Reginald Partridge

Personal information
- Full name: Reginald Joseph Partridge
- Born: 11 February 1912 Wollaston, Northamptonshire, England
- Died: 1 February 1997 (aged 84) Northampton, England
- Batting: Right-handed
- Bowling: Right-arm leg-breaks, off-breaks and medium pace
- Role: Bowler

Domestic team information
- 1929–1948: Northamptonshire

Career statistics
| Competition | First-class |
| Matches | 280 |
| Runs scored | 3,922 |
| Batting average | 11.53 |
| 100s/50s | –/10 |
| Top score | 70 |
| Balls bowled | 43,315 |
| Wickets | 638 |
| Bowling average | 31.26 |
| 5 wickets in innings | 22 |
| 10 wickets in match | 2 |
| Best bowling | 9/66 |
| Catches/stumpings | 104/– |
- Source: CricketArchive, 6 December 2024

= Reg Partridge =

English cricketer

Reginald Joseph Partridge (11 February 1912 – 1 February 1997) was an English cricketer active from 1929 to 1948 who played for Northamptonshire (Northants).
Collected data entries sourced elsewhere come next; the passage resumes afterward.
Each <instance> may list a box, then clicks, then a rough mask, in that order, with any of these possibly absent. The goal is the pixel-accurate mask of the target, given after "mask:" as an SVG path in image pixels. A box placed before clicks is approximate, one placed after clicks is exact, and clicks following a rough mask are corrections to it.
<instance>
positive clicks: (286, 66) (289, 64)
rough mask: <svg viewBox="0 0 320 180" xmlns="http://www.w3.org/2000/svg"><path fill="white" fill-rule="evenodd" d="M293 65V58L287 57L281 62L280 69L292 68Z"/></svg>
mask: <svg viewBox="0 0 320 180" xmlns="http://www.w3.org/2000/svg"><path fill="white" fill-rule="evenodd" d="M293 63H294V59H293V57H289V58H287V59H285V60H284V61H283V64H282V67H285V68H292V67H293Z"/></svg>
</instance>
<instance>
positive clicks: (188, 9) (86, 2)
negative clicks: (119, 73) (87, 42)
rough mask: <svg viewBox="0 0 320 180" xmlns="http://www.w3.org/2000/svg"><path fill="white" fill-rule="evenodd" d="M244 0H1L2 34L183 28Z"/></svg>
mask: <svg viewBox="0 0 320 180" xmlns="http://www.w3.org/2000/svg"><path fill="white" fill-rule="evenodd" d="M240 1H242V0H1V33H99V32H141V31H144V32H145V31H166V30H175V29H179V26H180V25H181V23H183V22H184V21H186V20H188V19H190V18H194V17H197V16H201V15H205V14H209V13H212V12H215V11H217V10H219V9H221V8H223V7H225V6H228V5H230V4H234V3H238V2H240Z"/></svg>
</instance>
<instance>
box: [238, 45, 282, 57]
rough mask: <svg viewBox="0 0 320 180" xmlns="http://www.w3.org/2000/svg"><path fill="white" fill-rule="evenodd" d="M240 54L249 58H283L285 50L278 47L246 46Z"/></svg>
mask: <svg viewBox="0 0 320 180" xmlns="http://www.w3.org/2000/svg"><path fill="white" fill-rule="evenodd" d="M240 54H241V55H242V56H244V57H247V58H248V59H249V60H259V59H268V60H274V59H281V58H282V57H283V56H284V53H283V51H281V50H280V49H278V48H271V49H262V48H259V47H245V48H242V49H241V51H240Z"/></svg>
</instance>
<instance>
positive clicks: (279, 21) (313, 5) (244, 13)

He appeared in 280 first-class matches as a righthanded batsman who bowled right arm medium pace, off break and leg break. Partridge was born in Wollaston, Northamptonshire on 11 February 1912 and died in Northampton on 1 February 1997. He scored 3,922 runs with a highest score of 70 and took 638 wickets with a best performance of nine for 66.